The ED and EOW are navigating a complex legal landscape as the investigation expands beyond Mumbai. “We intend to extend investigations to neighbouring states where ancillary accounts and payments were routed,” said a senior ED officer on record. The legal strategy includes filing for the seizure of all digital evidence, treatment under the Unlawful Activities (Prevention) Act, and cross-border cooperation with the UK’s Financial Conduct Authority to recover Digi‑USD amounts transferring the funds overseas.

From a policy perspective, the Indian government is expected to strengthen fintech regulations. The cabinet has already announced plans to update the “Financial Technology and Services Act” to include mandatory RBI registration for all high‑risk investment apps. In addition, an independent FinTech Authority is scheduled to take operational control in 2026, tasked with continuous audits of investor‑facing platforms.

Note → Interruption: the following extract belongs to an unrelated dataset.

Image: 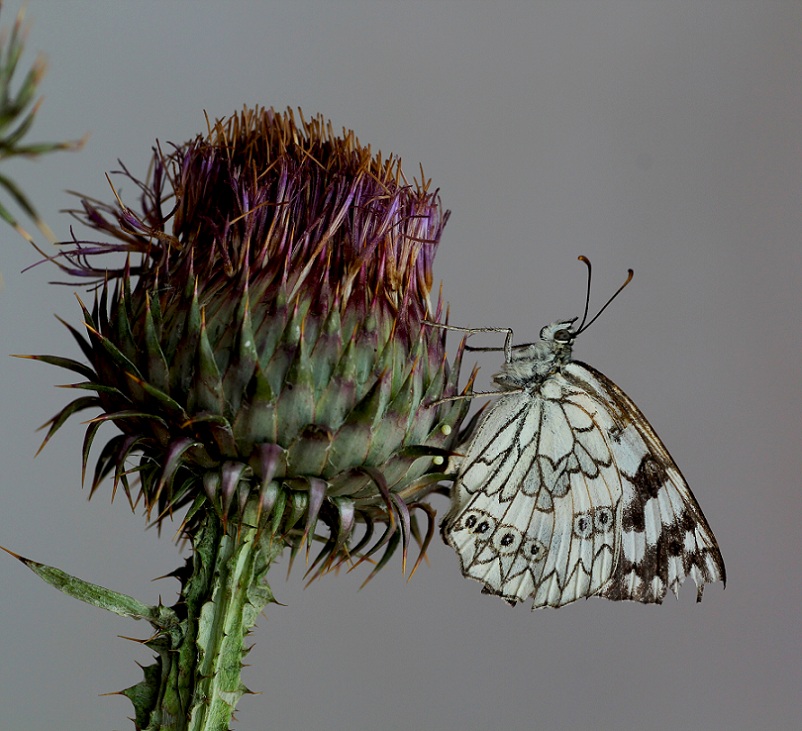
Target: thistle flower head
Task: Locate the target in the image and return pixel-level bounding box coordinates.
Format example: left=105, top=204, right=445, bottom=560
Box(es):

Within the next twelve months, students and short‑term investors should anticipate more rigorous KYC requirements, tighter limits on withdrawals, and enhanced real‑time monitoring of unusual outgoing money flows. Universities are also expected to integrate financial literacy modules into orientation programmes, stressing the importance of due‑diligence when dealing with online investment opportunities.

In the meantime, if you suspect you have been targeted by an investment fraud app scam, collect all transaction records, contact the local EOW or ED, and seek legal advice before anything else.